Hurts and the offense, coordinated by Hurts’ personal, promoted quarterbacks coach, Brian Johnson, was supposed to outscore opponents and protect the defense as it settled into something approaching competence. To that, after Hurts’ two-interception outing, they still aspire.
Sean Desai, the new DC, was supposed to need a month or two of the regular season before his players could absorb his scheme and play at full speed. And who knew what he might get out of players like rookies Carter and Nolan Smith and Davis, Hargrave’s replacements, or Blankenship, or even 32-year-old defensive tackle Fletcher Cox?
Here’s what they got at Tampa Bay.
Blankenship, who missed the last game with a rib injury, hunted a Baker Mayfield throw and intercepted it.
After Hurts’ first interception, on consecutive plays, Cox and Carter split a sack that Mayfield fumbled (and Tampa recovered), then Carter forced that fumble 5 yards downfield. That turned into a field goal that made it 13-3 at the half.
» READ MORE: How D’Andre Swift and the Eagles’ run game saved the Old Men and the D
Smith laid a third-down hit on Mayfield’s ribs in the middle of the third quarter that doomed the quarterback’s deep throw, forced a punt, and took the fight out of Progressive Insurance’s premature poster boy for a few minutes at least.
After Hurts’ second interception, Carter and Davis collapsed the middle of the Bucs’ offensive line and forced a safety for the 22-3 lead, which became 25-3 after a short drive that ended in offensive inanity — an overthought, third-and-goal quarterback draw from the Bucs’ 2-yard line which, in losing 6 yards, failed in both concept and execution.
Of course, offensive inanity has been the theme of the Johnson/Hurts collaboration thus far.
Let’s throw Nick Sirianni under that bus, too. He’s the designer of this offense, and he endorses every decision either through voice or silence via headset, even if he did surrender play-calling duties 34 games ago.
Work in progress
The defense’s stats won’t look great, mainly because they’re playing so well early that the opposition runs up decent yardage late. Mac Jones and Kirk Cousins each rolled up 300-yard passing games in the Eagles’ first two wins, but the Birds have allowed 145 total rushing yards, which is 160 fewer rushing yards than D’Andre Swift alone has managed in their last two games.
More on that.
The Eagles clearly are fixated on fixing Hurts and their passing game. Before his first interception, the Eagles called 21 passes (two were scrambles) but just eight designed runs by backs.

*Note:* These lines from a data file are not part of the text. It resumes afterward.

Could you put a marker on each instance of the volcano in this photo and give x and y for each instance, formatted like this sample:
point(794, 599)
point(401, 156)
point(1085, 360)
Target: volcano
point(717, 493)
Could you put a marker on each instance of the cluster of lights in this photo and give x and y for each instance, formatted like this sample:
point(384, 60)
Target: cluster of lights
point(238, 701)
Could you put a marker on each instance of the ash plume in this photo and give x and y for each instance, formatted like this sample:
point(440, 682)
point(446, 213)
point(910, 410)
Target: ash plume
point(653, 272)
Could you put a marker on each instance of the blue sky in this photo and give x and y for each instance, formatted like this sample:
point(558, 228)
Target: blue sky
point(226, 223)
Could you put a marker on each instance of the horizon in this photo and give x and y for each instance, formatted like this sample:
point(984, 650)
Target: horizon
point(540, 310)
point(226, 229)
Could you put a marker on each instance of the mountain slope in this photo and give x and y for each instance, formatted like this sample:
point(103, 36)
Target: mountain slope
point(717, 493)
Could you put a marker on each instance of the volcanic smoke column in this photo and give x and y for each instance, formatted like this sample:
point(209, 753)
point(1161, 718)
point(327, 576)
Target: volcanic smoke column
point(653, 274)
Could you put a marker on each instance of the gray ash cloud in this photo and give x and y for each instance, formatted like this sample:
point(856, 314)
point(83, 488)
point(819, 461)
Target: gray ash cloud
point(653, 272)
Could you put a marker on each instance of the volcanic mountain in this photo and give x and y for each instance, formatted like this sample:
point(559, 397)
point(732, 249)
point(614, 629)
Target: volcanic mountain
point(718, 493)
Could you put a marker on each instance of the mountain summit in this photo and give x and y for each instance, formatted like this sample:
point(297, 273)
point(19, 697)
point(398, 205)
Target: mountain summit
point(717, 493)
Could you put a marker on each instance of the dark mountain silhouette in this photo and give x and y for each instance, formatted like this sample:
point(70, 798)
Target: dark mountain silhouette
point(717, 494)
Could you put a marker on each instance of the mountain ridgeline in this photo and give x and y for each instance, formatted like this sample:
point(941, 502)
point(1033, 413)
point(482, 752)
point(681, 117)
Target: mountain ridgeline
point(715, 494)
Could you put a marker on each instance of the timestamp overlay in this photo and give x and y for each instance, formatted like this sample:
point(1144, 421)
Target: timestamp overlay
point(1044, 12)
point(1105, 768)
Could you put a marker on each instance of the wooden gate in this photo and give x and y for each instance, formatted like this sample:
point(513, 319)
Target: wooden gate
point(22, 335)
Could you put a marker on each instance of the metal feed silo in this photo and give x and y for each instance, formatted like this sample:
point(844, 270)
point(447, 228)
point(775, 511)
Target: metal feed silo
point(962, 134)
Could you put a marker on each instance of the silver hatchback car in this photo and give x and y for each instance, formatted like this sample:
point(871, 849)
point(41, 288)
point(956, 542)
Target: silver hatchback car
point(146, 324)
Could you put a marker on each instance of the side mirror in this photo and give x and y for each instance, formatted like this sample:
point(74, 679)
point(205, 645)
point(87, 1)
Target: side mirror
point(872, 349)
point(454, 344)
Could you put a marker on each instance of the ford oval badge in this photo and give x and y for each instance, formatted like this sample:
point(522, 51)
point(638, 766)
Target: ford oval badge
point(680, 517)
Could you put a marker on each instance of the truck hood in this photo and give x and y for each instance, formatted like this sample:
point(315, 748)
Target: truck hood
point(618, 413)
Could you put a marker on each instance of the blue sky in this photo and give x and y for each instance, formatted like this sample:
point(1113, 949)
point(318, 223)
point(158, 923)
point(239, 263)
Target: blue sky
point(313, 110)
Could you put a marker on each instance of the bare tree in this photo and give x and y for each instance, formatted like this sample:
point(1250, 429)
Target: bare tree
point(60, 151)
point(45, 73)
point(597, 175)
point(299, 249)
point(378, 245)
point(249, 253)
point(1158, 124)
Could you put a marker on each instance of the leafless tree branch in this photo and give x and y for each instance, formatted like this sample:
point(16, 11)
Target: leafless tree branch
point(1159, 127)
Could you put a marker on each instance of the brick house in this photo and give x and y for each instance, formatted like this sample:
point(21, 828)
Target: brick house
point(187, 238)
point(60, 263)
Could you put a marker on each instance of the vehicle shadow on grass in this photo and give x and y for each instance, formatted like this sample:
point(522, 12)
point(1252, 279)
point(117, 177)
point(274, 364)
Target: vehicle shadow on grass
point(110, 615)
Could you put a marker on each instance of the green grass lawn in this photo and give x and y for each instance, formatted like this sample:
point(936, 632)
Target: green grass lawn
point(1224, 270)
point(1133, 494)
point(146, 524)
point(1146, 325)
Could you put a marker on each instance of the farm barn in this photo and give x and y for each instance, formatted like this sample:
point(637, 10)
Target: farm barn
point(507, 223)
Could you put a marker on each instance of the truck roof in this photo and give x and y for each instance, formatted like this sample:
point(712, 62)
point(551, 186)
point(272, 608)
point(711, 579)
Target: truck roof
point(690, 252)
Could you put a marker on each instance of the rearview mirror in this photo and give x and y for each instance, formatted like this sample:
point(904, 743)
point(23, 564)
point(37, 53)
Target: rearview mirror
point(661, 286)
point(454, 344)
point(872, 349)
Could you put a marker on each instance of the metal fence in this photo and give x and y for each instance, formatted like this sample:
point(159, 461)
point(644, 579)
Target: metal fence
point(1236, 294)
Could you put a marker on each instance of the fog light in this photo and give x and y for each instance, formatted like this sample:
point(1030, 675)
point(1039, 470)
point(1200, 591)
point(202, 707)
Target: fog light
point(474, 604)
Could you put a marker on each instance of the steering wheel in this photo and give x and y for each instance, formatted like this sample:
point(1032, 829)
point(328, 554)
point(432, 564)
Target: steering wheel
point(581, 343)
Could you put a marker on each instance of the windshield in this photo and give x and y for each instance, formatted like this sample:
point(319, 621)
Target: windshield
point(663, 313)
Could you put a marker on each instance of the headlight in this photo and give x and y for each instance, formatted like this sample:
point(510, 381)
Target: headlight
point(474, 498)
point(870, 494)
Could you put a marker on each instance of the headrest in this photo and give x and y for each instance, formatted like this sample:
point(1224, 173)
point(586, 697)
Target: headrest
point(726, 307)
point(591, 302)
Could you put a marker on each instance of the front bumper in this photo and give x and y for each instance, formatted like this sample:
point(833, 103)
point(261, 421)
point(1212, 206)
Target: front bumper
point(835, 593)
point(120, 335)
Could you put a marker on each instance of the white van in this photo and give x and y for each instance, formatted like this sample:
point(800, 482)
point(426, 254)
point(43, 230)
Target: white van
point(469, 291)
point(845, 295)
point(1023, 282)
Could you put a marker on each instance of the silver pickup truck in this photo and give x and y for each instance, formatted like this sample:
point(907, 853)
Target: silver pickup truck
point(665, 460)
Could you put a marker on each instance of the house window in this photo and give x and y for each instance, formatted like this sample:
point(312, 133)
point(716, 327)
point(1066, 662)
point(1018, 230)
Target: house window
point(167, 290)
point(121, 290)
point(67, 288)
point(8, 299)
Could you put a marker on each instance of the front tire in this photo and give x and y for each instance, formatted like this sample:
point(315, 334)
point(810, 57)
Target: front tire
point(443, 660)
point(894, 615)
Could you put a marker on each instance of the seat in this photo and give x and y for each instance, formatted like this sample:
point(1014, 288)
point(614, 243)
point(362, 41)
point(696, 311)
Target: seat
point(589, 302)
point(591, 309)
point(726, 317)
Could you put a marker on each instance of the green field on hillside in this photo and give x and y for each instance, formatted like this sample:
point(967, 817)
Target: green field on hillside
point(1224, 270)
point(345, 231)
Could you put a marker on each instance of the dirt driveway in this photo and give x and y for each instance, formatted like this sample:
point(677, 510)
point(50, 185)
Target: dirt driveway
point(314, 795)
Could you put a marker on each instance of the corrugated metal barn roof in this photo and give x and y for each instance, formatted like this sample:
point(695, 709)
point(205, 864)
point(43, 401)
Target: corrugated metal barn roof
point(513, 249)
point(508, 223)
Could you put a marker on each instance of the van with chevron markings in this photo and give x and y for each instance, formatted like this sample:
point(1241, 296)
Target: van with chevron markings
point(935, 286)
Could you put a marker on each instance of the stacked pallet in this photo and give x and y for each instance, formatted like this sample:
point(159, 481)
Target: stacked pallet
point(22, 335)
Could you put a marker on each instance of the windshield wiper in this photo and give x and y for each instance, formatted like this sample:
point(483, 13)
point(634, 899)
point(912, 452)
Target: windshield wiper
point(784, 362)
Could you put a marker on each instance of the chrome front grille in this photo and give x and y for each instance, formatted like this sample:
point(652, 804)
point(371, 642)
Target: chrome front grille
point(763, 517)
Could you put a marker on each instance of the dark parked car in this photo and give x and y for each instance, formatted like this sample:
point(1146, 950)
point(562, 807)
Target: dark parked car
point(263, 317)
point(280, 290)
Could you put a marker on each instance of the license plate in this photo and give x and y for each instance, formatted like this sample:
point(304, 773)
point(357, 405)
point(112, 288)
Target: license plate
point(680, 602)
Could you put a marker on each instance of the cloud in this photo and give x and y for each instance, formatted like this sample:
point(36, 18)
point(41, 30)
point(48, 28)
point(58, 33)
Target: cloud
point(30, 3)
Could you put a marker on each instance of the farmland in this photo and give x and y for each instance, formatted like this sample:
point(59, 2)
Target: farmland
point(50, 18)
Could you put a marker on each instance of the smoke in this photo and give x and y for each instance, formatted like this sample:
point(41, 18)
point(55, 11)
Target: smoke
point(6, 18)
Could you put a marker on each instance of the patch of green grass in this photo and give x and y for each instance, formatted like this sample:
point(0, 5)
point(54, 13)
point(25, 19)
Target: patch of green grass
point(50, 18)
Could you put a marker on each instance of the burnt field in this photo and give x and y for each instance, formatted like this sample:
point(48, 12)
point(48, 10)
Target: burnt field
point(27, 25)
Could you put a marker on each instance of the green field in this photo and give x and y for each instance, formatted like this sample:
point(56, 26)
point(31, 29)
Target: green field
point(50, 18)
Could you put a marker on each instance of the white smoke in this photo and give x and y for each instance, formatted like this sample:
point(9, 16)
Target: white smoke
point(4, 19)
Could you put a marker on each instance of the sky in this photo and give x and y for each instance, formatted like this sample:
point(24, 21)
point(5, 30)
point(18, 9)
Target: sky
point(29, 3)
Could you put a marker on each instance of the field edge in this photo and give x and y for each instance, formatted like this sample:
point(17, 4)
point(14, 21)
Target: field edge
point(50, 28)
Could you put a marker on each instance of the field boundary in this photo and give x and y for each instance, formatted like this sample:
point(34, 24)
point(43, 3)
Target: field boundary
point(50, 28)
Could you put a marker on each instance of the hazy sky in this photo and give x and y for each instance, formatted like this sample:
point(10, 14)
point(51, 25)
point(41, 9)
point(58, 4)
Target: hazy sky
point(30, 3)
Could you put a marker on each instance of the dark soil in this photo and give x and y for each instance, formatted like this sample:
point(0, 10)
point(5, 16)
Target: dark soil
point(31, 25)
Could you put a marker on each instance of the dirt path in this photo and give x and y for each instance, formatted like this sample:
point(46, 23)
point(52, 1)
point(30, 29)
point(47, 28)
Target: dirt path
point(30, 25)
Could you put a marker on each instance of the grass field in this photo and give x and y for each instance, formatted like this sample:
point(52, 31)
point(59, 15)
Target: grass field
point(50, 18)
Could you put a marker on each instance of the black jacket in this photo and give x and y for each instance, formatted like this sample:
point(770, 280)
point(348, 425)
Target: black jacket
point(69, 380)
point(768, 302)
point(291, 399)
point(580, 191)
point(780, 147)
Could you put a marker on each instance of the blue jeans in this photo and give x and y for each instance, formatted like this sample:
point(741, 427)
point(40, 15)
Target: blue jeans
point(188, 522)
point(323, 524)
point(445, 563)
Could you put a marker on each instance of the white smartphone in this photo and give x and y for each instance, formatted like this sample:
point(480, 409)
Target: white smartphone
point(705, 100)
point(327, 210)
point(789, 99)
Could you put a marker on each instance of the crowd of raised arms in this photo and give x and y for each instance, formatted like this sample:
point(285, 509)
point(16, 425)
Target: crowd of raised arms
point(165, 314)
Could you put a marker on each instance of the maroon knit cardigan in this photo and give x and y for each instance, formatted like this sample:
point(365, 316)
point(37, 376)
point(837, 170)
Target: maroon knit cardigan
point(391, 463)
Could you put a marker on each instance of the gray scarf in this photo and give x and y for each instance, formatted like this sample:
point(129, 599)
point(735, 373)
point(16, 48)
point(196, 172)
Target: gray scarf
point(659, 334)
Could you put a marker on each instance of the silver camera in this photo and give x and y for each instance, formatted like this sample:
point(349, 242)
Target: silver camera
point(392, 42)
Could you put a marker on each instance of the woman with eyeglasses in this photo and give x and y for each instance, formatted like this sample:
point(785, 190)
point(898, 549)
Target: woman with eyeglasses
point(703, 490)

As in Game 2, when the passing game failed for a quarter and sanity returned for the final three, the Birds leaned on their greatest strength, same is it ever was, that all-world offensive line. And, with the defense, it bailed them out.
That’s the way it’s happened in each of the first three weeks. Swift finished Monday with 130 rushing yards.
At any rate, the Eagles are 3-0, just like they’re supposed to be. They’re one of three teams with that record.
Considering the offensive challenges they’ve face, that’s something to dance about.